Rodolfo Kempf, pesquisador do Conselho Nacional de Energia Atômica argentino, especializado em combustíveis nucleares e resíduos radioativos e membro da Coordenação Nacional de Trabalhadores da Indústria (CNTI) da CTA Autónoma concorda. “Um setor estratégico seria perdido, no qual a Argentina detém ciência, tecnologia, plantas-piloto e uma rede industrial metalúrgica que fornece o combustível nuclear para essas usinas”, disse ele ao portal Nota al Pie.

“Esse conhecimento seria perdido, restando apenas a geração de lucro para, como estamos vendo nas recentes negociações com Donald Trump, provavelmente uma empresa estrangeira”, lamenta o pesquisador.

A empresa é lucrativa

Em setembro o governo Milei anunciou o processo de privatização parcial da estatal Núcleoeléctrica, com a venda de 44% das ações em bloco por meio de uma licitação pública nacional e internacional. O governo disse que 5% do capital acionário “será cedido a um programa de propriedade compartilhada, enquanto os 51% restantes permanecerão nas mãos do Estado nacional”.

A Núcleoeléctrica Argentina é responsável pelas três usinas nucleares em operação na Argentina – Atucha I, Atucha II e Embalse – com uma potência total instalada de 1.763 Mw e uma contribuição que representa 7,4% da energia elétrica do país.

O governo diz que o objetivo é “promover o investimento privado com o objetivo de alcançar a construção do primeiro reator modular argentino, a extensão da vida de nossas usinas e impulsionar a mineração de urânio, entre outras questões”.

O governo a incluiu na lista de empresas públicas a serem privatizadas em uma mega lei aprovada pelo Congresso em 2024. A privatização se enquadra na política do presidente ultraliberal, Javier Milei, de retirada do Estado das atividades de exploração.

“Todas as empresas públicas estão submetidas a um processo de privatização irremediável”, disse o porta-voz presidencial Manuel Adorni. Longe de ser deficitária, a Núcleoeléctrica Argentina dá lucro.

Segundo relatórios financeiros da empresa, durante o primeiro semestre de 2025 registrou um resultado operacional positivo de cerca de 103 bilhões de pesos, equivalente a cerca de R$ 373 milhões à taxa de câmbio oficial.

Mais argumentos

O pesquisador da UERJ rebate o argumento de que a venda vai gerar dinheiro para investimentos. “Os recursos de privatização são drenados pelo sistema financeiro, vão entrar para pagar dívidas, sejam elas internas, sejam elas externas”, diz ele.

“Mesmo que isso fosse verdade, você vai privatizar o setor de ponta, que desenvolve a tecnologia, que aumenta a produtividade da economia, para você voltar para a mineração de urânio? Não faz o menor sentido.”

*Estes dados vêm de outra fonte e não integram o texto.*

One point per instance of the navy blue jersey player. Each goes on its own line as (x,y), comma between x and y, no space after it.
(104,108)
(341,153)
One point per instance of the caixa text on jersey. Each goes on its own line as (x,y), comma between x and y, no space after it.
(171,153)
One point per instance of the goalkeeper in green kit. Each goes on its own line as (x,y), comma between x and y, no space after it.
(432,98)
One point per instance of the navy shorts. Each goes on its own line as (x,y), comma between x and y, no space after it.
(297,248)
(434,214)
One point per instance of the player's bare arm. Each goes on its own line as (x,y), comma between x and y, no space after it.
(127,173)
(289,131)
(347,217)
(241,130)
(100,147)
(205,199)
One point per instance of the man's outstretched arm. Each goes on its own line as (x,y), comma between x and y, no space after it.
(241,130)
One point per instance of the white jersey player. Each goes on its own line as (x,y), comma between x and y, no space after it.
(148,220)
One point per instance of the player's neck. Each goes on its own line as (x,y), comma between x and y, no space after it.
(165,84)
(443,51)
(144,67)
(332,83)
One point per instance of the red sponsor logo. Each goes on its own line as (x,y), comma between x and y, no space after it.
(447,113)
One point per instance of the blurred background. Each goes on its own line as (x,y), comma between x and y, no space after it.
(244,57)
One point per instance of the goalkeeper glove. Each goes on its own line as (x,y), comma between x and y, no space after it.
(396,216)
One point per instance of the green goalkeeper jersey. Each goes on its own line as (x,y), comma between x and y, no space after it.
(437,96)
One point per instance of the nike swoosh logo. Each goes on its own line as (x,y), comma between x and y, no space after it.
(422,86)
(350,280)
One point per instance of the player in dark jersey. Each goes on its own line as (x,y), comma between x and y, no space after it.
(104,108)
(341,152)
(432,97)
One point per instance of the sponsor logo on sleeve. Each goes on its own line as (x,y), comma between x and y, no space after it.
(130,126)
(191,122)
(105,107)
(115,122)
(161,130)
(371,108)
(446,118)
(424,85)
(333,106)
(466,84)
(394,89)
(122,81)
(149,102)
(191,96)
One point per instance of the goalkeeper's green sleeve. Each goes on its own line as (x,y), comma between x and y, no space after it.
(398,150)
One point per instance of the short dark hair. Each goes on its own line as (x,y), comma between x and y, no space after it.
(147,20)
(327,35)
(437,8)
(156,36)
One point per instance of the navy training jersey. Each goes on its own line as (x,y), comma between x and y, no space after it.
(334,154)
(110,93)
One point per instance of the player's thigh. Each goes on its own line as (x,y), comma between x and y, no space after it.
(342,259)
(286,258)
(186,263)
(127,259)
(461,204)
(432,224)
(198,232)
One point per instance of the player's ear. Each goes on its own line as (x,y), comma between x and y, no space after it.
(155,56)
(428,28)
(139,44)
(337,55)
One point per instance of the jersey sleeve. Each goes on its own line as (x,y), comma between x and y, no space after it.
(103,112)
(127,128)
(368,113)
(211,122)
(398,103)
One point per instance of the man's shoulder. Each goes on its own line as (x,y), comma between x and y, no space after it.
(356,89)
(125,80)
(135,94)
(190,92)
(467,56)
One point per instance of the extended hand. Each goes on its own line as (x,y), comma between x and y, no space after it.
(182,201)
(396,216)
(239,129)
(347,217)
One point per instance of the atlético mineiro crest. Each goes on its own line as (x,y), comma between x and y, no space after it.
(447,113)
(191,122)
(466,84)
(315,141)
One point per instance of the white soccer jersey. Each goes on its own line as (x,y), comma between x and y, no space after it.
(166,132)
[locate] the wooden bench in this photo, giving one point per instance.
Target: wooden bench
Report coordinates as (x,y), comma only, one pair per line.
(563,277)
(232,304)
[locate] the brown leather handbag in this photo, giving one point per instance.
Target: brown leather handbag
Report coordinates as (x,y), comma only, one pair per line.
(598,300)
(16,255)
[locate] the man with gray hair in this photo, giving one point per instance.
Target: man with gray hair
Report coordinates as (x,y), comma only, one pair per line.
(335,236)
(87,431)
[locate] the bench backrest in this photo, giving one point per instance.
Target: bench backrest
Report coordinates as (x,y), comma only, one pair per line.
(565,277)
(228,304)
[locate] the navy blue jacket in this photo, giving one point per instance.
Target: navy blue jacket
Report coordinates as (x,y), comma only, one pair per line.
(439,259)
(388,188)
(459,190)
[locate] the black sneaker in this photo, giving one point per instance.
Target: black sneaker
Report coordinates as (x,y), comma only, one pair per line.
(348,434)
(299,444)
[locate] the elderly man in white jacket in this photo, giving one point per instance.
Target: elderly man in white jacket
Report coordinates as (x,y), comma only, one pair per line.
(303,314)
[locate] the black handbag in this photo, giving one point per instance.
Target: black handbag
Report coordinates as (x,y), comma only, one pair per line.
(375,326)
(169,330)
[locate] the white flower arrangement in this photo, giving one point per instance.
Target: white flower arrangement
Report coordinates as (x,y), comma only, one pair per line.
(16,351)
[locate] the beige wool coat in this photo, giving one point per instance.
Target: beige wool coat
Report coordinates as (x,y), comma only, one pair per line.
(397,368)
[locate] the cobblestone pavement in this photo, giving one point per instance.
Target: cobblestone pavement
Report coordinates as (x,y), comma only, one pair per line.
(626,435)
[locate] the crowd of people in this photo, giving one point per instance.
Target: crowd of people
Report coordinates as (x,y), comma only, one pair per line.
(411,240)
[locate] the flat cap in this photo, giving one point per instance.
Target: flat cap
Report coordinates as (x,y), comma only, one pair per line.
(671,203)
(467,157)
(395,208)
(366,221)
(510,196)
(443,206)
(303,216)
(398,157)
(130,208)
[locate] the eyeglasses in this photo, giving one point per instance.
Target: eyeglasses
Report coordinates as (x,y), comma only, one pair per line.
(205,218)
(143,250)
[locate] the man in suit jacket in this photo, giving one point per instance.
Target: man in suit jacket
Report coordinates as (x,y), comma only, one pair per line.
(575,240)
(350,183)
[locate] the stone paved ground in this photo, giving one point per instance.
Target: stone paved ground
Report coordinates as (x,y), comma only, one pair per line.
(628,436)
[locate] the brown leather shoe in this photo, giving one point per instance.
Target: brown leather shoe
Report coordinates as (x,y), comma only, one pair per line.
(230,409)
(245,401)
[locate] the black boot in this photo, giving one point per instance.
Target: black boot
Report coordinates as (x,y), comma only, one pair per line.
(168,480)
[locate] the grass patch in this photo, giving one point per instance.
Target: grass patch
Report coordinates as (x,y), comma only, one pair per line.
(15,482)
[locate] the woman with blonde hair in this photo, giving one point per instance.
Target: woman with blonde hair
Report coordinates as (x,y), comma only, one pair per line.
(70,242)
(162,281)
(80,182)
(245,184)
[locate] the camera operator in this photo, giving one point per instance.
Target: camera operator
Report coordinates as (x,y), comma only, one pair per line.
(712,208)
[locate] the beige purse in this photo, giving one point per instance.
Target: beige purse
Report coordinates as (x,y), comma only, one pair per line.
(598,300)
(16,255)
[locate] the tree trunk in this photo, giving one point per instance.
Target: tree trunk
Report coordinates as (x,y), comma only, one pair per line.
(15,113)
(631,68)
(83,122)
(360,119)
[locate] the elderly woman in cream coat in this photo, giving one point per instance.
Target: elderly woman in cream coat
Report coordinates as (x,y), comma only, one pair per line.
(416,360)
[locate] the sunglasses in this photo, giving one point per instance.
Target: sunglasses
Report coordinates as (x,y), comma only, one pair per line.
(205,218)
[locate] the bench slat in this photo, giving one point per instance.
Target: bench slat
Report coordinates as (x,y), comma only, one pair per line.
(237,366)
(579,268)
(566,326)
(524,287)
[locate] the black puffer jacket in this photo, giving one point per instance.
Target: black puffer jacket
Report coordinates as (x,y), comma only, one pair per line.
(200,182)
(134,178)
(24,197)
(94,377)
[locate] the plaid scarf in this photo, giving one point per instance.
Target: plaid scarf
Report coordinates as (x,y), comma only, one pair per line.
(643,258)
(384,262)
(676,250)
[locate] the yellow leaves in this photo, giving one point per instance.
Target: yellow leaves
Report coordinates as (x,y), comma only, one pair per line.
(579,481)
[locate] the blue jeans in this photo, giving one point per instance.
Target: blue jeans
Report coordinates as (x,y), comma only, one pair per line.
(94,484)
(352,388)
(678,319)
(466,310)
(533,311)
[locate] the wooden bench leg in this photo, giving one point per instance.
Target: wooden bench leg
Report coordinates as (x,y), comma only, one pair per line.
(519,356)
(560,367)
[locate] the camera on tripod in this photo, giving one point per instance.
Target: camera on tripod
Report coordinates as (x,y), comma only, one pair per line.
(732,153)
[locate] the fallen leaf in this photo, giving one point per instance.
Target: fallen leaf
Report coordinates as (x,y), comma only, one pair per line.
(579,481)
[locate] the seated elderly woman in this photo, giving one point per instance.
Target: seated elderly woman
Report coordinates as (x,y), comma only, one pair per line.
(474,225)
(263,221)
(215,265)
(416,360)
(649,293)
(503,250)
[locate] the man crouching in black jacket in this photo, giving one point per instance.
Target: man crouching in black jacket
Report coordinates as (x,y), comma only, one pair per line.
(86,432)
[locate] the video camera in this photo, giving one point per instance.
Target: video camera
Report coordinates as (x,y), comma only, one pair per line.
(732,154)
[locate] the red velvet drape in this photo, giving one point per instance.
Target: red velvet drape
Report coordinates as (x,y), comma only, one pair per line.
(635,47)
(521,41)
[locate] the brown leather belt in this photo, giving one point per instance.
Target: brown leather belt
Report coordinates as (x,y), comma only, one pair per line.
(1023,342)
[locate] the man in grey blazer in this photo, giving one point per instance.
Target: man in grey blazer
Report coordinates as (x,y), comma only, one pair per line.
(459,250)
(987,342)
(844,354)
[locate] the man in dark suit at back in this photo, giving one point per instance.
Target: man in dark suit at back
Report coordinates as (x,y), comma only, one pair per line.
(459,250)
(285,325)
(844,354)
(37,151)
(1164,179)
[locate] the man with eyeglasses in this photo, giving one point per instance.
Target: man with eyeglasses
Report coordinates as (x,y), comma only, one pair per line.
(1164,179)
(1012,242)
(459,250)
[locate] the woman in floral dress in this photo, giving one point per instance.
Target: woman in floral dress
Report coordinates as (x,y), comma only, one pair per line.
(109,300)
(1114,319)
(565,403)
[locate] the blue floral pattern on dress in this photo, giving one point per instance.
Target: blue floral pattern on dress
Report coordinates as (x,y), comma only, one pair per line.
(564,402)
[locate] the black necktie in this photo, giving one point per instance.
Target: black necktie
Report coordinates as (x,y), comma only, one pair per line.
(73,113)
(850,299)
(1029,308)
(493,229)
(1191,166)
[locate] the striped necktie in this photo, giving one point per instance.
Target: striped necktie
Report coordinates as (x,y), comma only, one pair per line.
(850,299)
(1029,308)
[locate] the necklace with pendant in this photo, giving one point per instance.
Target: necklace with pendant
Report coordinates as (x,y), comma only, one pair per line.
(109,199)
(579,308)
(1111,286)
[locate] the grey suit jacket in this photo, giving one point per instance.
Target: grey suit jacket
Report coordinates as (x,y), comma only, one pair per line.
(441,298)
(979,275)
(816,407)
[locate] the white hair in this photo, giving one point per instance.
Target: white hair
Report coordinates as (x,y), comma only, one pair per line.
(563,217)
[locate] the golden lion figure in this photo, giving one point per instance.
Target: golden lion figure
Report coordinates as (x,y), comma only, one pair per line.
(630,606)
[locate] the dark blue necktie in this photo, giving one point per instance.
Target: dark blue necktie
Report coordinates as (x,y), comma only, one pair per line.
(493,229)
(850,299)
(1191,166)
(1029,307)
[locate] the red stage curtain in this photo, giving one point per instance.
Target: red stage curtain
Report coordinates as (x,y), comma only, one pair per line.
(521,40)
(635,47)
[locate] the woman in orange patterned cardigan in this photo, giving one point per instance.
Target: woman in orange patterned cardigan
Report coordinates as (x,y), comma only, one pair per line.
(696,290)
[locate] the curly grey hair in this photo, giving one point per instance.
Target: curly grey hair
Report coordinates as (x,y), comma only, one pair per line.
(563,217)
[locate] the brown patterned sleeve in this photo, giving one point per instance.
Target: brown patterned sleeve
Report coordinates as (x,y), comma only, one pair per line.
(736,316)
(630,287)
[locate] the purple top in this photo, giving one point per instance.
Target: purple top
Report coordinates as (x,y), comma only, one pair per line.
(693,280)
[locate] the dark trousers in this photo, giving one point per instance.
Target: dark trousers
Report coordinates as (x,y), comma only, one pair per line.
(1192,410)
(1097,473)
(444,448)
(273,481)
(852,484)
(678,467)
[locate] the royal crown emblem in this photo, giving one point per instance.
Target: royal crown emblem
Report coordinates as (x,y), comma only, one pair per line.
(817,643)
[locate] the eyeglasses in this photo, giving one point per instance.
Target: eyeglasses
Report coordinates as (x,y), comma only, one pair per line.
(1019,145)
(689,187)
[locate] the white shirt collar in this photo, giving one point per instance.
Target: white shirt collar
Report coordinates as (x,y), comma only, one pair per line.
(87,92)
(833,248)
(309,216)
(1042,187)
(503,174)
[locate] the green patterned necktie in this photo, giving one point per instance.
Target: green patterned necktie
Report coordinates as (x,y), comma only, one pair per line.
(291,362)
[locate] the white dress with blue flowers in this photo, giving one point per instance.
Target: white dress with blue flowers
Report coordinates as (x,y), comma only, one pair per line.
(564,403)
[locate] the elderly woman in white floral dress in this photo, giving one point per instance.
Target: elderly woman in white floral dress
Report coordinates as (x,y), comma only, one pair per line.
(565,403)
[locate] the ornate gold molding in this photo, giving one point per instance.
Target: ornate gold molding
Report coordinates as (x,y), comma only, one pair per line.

“É o mesmo argumento, por exemplo, de economistas como Paulo Guedes, que queriam acabar com a indústria no Brasil e transformar o Brasil naquilo que ele chama de vocação, o chamado Brasil fazendão”, afirma Dantas.

O pesquisador argentino diz ainda que “a Argentina é um dos poucos países do Hemisfério Sul, juntamente com o Brasil e a África do Sul, com usinas nucleares em operação que geram eletricidade”.

“As 460 usinas nucleares restantes no mundo estão no Hemisfério Norte.”

Rodolfo Kempf diz que “em resumo, a privatização levaria à perda de elos na integridade da rede nuclear entre a geração, a fabricação do ciclo de combustível e os materiais estruturais, e, se a empresa passasse a ser de propriedade estrangeira, a soberania seria perdida, pois o conhecimento passaria a ser protegido como segredo de outras empresas, longe das grandes potências”.